Yesterday, Manhattan GMAT posted a GMAT question on our blog. Today, they have followed up with the answer:

The simplest way to approach this problem is to work backwards from the answer choices. Let’s construct a possible value of *n* for each choice, and then test those values against the given constraints.

Since we are asked for the remainder after division by 30, the easiest possible value of *n *for each choice is 30 more than the choice.

(A) 3 + 30 gives us *n* = 33

(B) 12 + 30 gives us *n* = 42

(C) 18 + 30 gives us *n* = 48

(D) 22 + 30 gives us *n* = 52

(E) 28 + 30 gives us *n* = 58

Now test those values of *n* against the constraints.

(A) *n* = 33 divided by 6 gives remainder 3 – FAIL

(B) *n* = 42 divided by 6 gives remainder 0 – FAIL

(C) *n* = 48 divided by 6 gives remainder 0 – FAIL

(D) *n* = 52 divided by 6 gives remainder 4 – PASS

(E) *n* = 58 divided by 6 gives remainder 4 – PASS

We can now just test the surviving choices for how they behave upon division by 5. To leave remainder 3 after division by 5, a number must end in either 3 or 5:

(D) *n* = 52 divided by 5 gives remainder 2 – FAIL

(E) *n* = 58 divided by 5 gives remainder 3 – PASS

The correct answer is therefore (E).

Another way to approach this problem is to translate the given language of remainders into the language of multiples. If *n *leaves a remainder of 4 after division by 6, then *n *is 4 more than a multiple of 6. Leaving aside the size requirement for a moment, we can see that *n *could be 4, 10, 16, 22, 28, 34, etc.
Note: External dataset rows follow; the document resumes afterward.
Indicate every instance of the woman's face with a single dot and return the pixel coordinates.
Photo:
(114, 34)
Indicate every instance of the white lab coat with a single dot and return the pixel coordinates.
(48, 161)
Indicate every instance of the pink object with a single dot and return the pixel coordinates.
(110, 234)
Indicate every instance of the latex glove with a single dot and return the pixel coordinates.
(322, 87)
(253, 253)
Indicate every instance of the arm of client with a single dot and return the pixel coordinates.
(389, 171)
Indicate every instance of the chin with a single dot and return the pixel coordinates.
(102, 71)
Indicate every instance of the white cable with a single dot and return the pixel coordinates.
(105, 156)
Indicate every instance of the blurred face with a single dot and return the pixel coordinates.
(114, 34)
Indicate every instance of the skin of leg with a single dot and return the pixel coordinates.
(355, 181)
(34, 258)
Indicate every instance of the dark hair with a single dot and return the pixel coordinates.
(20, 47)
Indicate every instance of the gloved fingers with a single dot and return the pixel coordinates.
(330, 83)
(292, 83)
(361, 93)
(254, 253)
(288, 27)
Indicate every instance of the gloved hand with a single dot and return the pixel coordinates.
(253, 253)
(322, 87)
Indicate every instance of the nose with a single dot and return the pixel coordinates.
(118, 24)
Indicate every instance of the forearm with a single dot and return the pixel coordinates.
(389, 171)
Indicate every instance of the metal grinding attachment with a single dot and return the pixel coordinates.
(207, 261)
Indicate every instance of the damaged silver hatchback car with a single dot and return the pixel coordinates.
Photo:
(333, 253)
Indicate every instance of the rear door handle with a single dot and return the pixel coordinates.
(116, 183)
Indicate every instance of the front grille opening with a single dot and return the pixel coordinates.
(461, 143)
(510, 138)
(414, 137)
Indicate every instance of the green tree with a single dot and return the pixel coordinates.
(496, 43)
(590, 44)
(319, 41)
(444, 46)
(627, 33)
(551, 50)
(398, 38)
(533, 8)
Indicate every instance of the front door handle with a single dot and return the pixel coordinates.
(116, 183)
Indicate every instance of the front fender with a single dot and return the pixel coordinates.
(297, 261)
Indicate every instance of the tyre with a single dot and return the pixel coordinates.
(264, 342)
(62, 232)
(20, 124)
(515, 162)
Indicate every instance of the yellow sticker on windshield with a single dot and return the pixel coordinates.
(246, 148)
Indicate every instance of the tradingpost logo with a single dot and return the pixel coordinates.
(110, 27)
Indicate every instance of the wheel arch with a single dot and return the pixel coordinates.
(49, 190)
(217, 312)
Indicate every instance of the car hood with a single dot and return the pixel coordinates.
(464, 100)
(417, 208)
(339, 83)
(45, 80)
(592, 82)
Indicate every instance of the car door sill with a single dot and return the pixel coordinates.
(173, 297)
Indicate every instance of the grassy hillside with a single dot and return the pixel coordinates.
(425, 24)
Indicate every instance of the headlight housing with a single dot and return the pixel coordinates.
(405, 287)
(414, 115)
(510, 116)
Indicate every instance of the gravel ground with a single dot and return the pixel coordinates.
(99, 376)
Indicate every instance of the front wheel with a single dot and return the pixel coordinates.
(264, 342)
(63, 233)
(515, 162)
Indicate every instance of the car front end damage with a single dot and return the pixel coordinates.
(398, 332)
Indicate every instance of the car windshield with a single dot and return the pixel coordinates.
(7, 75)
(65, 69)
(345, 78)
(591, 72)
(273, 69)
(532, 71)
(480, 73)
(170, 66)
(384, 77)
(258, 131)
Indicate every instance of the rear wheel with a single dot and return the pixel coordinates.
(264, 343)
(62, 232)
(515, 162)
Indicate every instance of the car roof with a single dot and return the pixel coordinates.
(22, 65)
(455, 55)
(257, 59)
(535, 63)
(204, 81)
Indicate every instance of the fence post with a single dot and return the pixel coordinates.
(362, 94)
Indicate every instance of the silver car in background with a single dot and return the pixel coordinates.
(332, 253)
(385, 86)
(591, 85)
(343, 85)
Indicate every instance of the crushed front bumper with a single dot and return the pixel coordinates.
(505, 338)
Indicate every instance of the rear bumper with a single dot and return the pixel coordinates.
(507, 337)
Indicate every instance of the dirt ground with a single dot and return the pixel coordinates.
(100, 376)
Likewise, if *n* leaves a remainder of 3 after division by 5, then n is 3 more than a multiple of 5. Again leaving aside the size requirement, we can see that *n *could be 3, 8, 13, 18, 23, 28, 33, etc. As we noted earlier, *n *must end in 3 or 8.

We might now spot 28 on both lists. Although *n *is not actually allowed to be 28 (because n must be larger than 30), we might try adding 30 to it to get 58. Since 30 is a multiple of 6, adding 30 to 28 won’t change the fact that after division by 6, we’ll get 4 as the remainder. The same idea holds true for 5: since 30 is a multiple of 5, adding 30 to 28 won’t change the fact that after division by 5, we’ll get 3 as the remainder. This way, we have constructed a possible *n *without using the answer choices.

Finally, the remainder after dividing 58 by 30 is 28.